As an administrator and an educator, I receive many emails every day and recently one stuck with me as I consider gift giving and birthday celebrations. We always feel like we need to buy the newest, best, greatest gadgets and to outdo ourselves from the year before. If your child is invited to birthday parties, this kind of thinking can be very expensive and blow the budget quickly.
This recent email was titled the “5 Best Toys of All Time” and was referencing this article. It mentions the following 5 items as the “best” are below:
Stick, Box, String, Cardboard Tube, Dirt
Being practical, and frugal, the first several gift giving occasions for my son, I told people not to buy him anything. He has more fun with the paper and the box than the toy that comes inside. We don’t need fancy electronics for children with all the noises that come with them. They simply like to create and build with simple materials we can find in any home or Montessori classroom.

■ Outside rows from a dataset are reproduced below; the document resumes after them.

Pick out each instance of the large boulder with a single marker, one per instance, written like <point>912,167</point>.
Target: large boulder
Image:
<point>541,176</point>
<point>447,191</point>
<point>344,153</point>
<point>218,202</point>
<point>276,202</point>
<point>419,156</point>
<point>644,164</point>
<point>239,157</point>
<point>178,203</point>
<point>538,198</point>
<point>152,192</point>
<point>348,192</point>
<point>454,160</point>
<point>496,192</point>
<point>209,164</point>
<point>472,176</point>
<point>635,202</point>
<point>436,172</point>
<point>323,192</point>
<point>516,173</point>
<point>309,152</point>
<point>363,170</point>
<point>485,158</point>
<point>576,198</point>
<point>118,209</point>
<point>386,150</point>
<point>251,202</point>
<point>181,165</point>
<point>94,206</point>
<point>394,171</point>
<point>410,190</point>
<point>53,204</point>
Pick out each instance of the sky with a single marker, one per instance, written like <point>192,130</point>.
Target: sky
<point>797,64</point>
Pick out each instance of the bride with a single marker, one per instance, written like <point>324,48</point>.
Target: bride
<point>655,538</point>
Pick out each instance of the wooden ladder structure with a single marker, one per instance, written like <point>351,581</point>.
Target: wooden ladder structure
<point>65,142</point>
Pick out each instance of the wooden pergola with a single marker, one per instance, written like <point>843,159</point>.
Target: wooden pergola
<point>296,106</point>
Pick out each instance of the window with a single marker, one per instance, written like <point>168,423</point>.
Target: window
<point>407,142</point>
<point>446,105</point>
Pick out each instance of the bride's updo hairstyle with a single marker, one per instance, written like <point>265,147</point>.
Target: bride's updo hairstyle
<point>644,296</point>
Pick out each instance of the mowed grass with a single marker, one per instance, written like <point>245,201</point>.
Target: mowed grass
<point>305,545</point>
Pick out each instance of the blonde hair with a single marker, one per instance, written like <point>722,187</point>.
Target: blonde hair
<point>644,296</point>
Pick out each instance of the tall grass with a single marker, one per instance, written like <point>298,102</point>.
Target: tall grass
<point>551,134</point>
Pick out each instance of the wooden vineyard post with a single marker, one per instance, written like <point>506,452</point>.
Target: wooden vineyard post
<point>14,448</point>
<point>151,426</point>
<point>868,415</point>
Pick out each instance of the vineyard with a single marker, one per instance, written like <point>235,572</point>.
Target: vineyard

In a Montessori classroom, our works are hands on and developed for children in a particular order and for certain ages. You see Montessori materials such as the Pink Tower in a Primary (3 to 6 year old) classroom and this work serves various purposes such as understanding big to small and strengthening gross motor and fine motor movement but is also a very simple material. The material consists of 10 cubes ranging from 1x1x1 centimeters to 10x10x10 centimeters. It is what we refer to as a self-correcting material; if it is put together in the wrong order, a child can visually see the order needs to be corrected. While this seems like a simple work, it can become more advanced by offering extensions such as combining it with the Brown Stairs. This same Pink Tower can be used to represent algebraic equations.